Interestingly, separate from damage to the respiratory system, COVID-19 patients showed signs of multiple organ injury on admission, including 18 cases (19.8%) of liver injury; 14 cases (15.4%) of cardiovascular damage with abnormal increases in troponin, CK, or CK-MB levels; five cases (5.5%) of acute renal injury; and 19 cases (20.9%) of poor coagulation function (Table 3). Together, 28 patients (30.8%) suffered non-respiratory system injury, with an especially higher rate (50% vs. 21.3%; p = 0.003) in the severe disease group (Table 3). Further analysis revealed that severe patients tended to suffer damage to the cardiovascular system (26.7% vs. 9.8%; p = 0.04) and renal function (16.7% vs. 0%; p = 0.003) (Table 3). Angiotensin-converting enzyme II (ACE2) was proved to be the cell receptor of COVID-19 [7], the same as SARS infection [8]. We performed bioinformatics analysis on the expression of ACE2 receptors in different normal tissues sourced from the cancer microarray database Oncomine, as shown in Additional file 1. The data indicated that the highest level of ACE2 was present in the ileum, followed by in the testis, diaphragm, heart, kidneys, seminal vesicle, colon, and respiratory tract. Hence, we speculated that the high ACE2 expression levels in the ileum, heart, kidneys, and colon caused the virus to pursue direct infection in these specific organs, which might explain the high rate of multiple organ damage caused by COVID-19.

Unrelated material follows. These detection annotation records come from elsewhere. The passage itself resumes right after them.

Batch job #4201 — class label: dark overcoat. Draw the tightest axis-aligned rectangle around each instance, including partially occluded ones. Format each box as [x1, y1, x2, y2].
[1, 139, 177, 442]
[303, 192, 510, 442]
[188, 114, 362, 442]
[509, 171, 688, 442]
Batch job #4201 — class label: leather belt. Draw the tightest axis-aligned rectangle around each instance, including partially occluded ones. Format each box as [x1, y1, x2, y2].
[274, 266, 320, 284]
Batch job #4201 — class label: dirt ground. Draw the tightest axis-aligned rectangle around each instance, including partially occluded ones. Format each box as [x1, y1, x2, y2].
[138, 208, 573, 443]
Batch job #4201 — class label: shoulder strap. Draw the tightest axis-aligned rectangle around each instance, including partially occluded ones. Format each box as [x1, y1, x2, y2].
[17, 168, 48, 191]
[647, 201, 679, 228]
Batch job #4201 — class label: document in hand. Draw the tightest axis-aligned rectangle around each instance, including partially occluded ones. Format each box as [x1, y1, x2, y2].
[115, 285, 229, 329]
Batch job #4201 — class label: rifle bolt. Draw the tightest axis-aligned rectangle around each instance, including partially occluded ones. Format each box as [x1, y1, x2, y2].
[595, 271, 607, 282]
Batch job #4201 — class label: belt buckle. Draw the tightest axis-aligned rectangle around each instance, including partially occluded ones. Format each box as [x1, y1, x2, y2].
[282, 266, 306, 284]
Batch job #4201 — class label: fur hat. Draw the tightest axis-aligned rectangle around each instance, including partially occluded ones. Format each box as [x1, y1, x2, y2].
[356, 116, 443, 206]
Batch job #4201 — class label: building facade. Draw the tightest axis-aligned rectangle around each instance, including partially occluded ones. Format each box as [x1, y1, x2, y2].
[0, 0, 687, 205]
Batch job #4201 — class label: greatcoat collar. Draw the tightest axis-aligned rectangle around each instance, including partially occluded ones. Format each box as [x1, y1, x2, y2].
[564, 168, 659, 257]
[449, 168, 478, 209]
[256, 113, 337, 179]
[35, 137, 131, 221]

All of the patients in our study presented exudative changes, with different degrees of patchy consolidation or ground-glass opacities, on CT images (Fig. 2a–c). The processing of CT images (Fig. 2a) revealed that the chest presented only scattered dotted shadows on the first day of admission, focal exudation on the fourth day, and diffuse ground-glass shadows on the 13th day. A good example of a case gradually improved with effective therapy is presented in Fig. 2b. In addition, there were patients whose condition progressed rapidly within 1 week (Fig. 2c). On the first day of admission, the chest CT scan was basically normal. However, on the seventh day, the chest CT scan showed patchy high-density shadow and diffused ground glass density shadow in both lungs. Soon after, this patient died of multiple organ failure (Fig. 2c). These results suggest that CT imaging is an important method in differential diagnosis and evaluating the severity of COVID-19.

Most patients received antiviral therapy (n = 81; 89.0%), glucocorticoid therapy (n = 79; 86.8%), and antibacterial therapy (n = 90; 98.9%), which was given in all severe cases (n = 30; 100.0%) (Table 4). Oseltamivir, lopinavir/ritonavir, and umifenovir were common antiviral drugs used in our treatment protocols. In our study, 26.4% of patients were treated with oseltamivir antiviral therapy (Table 4). Lopinavir/ritonavir was more likely to be used in the mild disease group (53.3% vs. 78.7%; p = 0.013), while umifenovir was more likely to be used in the severe disease group (73.3% vs. 50.8%; p = 0.033) (Table 4). Supportive treatment measures, including oxygen therapy (n = 29; 31.9%), mechanical ventilation (n = 5; 5.5%), the infusion of immunoglobulin (n = 35; 38.5%), and continuous renal replacement therapy (n = 3; 3.3%), were more likely to be applied to patients in the severe disease group (p < 0.05) (Table 4).